#newt $NEWT @NewtonProtocol
Eine Sache, die ich aus meinen Jahren, in denen ich Krypto verfolge, gelernt habe, ist: Die meisten Menschen bemerken Infrastruktur erst, wenn sie ausfällt. Bis dahin ist jeder damit beschäftigt, über die Anwendungen zu reden, die obenauf darauf aufbauen.

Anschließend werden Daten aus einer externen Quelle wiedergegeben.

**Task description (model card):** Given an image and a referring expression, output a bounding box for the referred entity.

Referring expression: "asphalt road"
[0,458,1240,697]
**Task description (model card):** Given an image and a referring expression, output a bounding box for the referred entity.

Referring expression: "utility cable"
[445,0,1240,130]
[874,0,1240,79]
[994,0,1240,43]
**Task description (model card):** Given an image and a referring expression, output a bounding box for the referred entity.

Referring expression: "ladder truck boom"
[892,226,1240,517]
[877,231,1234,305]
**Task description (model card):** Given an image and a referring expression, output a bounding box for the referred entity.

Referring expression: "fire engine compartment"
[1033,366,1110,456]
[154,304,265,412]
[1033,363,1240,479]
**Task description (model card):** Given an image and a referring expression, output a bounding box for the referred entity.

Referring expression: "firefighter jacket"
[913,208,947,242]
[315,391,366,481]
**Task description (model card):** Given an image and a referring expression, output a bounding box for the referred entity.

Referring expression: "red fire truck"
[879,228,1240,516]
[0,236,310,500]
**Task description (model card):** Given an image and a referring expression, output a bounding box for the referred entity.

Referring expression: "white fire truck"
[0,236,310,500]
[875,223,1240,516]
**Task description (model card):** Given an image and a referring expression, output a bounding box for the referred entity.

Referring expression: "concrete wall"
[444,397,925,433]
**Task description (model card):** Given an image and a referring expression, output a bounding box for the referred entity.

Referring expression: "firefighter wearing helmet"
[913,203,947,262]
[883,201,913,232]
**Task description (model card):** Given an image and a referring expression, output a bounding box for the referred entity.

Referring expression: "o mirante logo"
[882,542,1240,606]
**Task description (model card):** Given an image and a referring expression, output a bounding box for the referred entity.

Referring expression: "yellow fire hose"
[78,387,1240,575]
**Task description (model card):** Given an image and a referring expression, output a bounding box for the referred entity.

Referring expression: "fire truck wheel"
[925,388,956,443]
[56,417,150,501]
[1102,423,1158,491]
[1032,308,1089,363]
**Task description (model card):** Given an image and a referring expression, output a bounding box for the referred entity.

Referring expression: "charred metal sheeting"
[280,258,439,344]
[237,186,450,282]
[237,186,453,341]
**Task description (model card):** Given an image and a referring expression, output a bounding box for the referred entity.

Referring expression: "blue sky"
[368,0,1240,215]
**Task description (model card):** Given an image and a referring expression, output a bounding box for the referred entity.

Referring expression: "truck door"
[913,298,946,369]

KI fühlt sich gerade seltsam ähnlich an.

Die meisten Gespräche drehen sich noch immer darum, wie viel diese Modelle verstehen können, wie kreativ sie werden oder ob sie diesen Job oder jenen ersetzen werden. Verstanden. Aber sobald einer KI die Erlaubnis gegeben wird, finanzielle Entscheidungen zu treffen und sie auch tatsächlich auszuführen, verändert sich das Gespräch vollständig. Oder zumindest sollte es sich verändern.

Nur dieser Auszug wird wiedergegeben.